Os ministros procuraram rebater o argumento de Raul Araújo de que a decisão do colegiado não poderia se basear em todo contexto da campanha eleitoral, mas somente no evento para os embaixadores no Palácio do Alvorada.
Floriano Marques considerou que, naquele dia, o discurso de Bolsonaro, em si, era o suficiente para condena-lo, uma vez que teve “claro objetivo” estratégico eleitoral.

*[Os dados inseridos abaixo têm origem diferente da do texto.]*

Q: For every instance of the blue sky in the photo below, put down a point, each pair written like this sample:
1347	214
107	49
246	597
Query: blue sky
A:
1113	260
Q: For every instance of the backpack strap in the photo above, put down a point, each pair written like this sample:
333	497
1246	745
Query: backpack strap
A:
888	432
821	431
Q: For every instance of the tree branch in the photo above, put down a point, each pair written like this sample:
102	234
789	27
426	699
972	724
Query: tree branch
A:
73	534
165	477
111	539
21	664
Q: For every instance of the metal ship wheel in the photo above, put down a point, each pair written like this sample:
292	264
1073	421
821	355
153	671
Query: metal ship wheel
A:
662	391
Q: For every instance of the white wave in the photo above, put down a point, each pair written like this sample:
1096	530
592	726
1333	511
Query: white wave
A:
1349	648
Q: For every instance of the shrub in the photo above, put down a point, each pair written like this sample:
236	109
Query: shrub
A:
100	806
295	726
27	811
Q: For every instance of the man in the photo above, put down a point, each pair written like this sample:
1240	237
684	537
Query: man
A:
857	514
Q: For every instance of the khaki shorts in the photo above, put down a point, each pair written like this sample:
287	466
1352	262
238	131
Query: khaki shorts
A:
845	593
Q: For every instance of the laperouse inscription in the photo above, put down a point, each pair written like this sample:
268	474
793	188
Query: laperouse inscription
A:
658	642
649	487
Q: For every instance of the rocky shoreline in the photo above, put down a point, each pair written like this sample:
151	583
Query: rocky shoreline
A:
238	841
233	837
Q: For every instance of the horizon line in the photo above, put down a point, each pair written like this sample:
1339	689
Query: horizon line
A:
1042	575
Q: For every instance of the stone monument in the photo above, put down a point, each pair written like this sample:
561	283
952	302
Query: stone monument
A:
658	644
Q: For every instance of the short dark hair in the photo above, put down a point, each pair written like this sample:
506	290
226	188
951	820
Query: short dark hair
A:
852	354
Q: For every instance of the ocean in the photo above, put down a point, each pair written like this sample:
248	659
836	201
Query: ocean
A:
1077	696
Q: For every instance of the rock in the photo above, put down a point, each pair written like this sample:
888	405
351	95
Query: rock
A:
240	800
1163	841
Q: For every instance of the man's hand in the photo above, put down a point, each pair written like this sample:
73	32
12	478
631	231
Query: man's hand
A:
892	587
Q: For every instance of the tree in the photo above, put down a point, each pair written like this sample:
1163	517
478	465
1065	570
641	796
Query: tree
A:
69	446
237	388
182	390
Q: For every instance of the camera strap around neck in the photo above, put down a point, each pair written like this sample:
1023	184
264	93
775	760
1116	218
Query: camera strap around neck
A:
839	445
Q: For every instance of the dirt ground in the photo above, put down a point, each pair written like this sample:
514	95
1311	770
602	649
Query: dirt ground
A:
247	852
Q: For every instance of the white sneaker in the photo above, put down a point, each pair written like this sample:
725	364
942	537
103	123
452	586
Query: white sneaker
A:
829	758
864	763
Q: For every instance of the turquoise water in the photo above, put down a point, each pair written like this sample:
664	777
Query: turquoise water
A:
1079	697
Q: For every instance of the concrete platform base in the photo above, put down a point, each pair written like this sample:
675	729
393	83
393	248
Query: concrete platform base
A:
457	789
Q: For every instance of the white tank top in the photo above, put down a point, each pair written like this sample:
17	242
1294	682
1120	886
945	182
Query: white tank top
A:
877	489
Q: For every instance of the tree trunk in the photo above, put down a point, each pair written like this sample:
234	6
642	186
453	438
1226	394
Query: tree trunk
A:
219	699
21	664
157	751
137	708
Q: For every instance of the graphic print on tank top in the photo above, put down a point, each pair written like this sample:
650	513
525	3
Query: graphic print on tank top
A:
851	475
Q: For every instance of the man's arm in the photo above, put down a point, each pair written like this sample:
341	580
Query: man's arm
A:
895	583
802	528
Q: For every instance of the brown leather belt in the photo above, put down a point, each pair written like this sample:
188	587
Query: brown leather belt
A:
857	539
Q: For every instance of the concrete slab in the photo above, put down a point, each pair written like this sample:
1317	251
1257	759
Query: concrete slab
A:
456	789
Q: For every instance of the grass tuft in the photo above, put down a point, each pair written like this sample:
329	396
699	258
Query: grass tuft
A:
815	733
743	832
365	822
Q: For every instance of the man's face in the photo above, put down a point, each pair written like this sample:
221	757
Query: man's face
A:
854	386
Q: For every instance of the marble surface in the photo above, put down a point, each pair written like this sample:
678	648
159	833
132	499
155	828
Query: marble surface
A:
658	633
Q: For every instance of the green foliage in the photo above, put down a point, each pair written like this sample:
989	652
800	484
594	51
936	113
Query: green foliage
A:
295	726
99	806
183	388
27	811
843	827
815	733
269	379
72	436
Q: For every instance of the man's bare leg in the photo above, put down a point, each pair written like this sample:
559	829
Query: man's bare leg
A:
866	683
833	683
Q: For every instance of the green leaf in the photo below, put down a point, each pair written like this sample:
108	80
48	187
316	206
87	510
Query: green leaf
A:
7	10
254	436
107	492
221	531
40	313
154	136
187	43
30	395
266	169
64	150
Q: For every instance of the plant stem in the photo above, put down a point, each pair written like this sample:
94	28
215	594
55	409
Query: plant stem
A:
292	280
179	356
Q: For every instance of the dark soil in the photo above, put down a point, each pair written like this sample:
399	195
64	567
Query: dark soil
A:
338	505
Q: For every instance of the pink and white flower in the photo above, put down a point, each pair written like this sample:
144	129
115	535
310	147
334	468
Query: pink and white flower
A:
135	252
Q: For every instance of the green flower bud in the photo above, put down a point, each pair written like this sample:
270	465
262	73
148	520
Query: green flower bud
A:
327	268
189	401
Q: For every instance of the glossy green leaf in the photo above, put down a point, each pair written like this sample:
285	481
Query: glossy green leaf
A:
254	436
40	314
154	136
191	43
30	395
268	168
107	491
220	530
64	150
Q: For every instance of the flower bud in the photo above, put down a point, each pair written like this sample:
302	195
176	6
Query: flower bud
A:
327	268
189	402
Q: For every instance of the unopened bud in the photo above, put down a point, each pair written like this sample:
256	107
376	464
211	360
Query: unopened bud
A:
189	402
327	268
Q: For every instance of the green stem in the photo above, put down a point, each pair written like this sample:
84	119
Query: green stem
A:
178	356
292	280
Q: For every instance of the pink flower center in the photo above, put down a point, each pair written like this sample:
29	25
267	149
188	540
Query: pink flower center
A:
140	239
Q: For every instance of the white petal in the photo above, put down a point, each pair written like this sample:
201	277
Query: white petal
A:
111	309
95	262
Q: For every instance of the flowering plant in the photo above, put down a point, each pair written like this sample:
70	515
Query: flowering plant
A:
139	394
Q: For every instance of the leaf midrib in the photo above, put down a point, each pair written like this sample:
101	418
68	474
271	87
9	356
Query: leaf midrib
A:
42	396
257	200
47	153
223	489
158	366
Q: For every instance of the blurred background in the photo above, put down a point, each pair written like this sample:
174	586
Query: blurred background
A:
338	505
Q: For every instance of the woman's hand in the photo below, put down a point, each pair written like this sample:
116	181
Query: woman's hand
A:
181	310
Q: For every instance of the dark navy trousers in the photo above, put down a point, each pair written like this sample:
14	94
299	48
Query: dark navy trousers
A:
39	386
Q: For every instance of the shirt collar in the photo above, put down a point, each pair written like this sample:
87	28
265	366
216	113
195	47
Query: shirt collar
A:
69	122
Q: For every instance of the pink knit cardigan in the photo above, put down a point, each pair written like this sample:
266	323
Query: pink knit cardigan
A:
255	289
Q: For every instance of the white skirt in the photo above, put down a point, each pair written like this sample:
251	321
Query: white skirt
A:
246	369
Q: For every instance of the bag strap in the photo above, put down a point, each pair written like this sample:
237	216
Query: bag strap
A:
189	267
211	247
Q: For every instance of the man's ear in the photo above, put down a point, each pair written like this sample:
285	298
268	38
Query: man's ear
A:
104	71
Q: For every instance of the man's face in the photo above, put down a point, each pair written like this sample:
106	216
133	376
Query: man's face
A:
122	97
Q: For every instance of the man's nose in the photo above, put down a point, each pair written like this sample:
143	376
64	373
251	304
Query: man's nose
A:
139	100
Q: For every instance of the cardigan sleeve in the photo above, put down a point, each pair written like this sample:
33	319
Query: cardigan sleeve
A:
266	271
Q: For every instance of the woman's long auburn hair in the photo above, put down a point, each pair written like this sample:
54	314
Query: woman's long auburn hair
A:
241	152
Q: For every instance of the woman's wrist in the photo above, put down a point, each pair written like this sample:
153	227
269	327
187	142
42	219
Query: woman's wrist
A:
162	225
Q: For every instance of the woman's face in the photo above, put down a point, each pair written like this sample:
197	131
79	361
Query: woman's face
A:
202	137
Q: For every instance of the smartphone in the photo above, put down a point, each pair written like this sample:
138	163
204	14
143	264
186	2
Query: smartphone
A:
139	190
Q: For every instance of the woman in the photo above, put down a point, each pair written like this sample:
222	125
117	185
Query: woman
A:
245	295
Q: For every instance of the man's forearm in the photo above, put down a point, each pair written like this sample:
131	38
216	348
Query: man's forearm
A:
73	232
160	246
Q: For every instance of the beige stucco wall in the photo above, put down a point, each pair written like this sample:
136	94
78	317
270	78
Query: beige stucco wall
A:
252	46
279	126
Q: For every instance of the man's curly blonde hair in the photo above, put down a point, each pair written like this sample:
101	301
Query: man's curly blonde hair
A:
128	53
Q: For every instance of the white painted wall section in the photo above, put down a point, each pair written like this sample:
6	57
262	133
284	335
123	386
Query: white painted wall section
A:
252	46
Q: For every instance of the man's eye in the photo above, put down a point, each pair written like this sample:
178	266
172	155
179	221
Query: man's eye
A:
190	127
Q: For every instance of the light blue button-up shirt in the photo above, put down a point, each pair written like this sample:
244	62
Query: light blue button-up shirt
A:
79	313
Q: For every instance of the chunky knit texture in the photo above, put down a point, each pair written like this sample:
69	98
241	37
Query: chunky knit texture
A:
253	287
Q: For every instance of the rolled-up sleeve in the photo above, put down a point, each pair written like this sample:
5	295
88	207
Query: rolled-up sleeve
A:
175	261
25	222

“O teor da reunião em nada condiz com matéria atinente às relações internacionais ou com nações estrangeiras. O tempo todo se falou se assuntos domésticos, do funcionamento da Justiça Eleitoral, dos predicados e defeitos dos candidatos, do curso de inquéritos policiais. Nada relacionado às relações com nações estrangeiras(…) Tal trecho se aproxima muito mais de um discurso de comício em praça do interior”, disse o ministro Floriano Marques.
Floriano ainda fez uma analogia para refutar o argumento da defesa de Bolsonaro de que o ex-presidente estaria amparado pelo princípio da liberdade de expressão.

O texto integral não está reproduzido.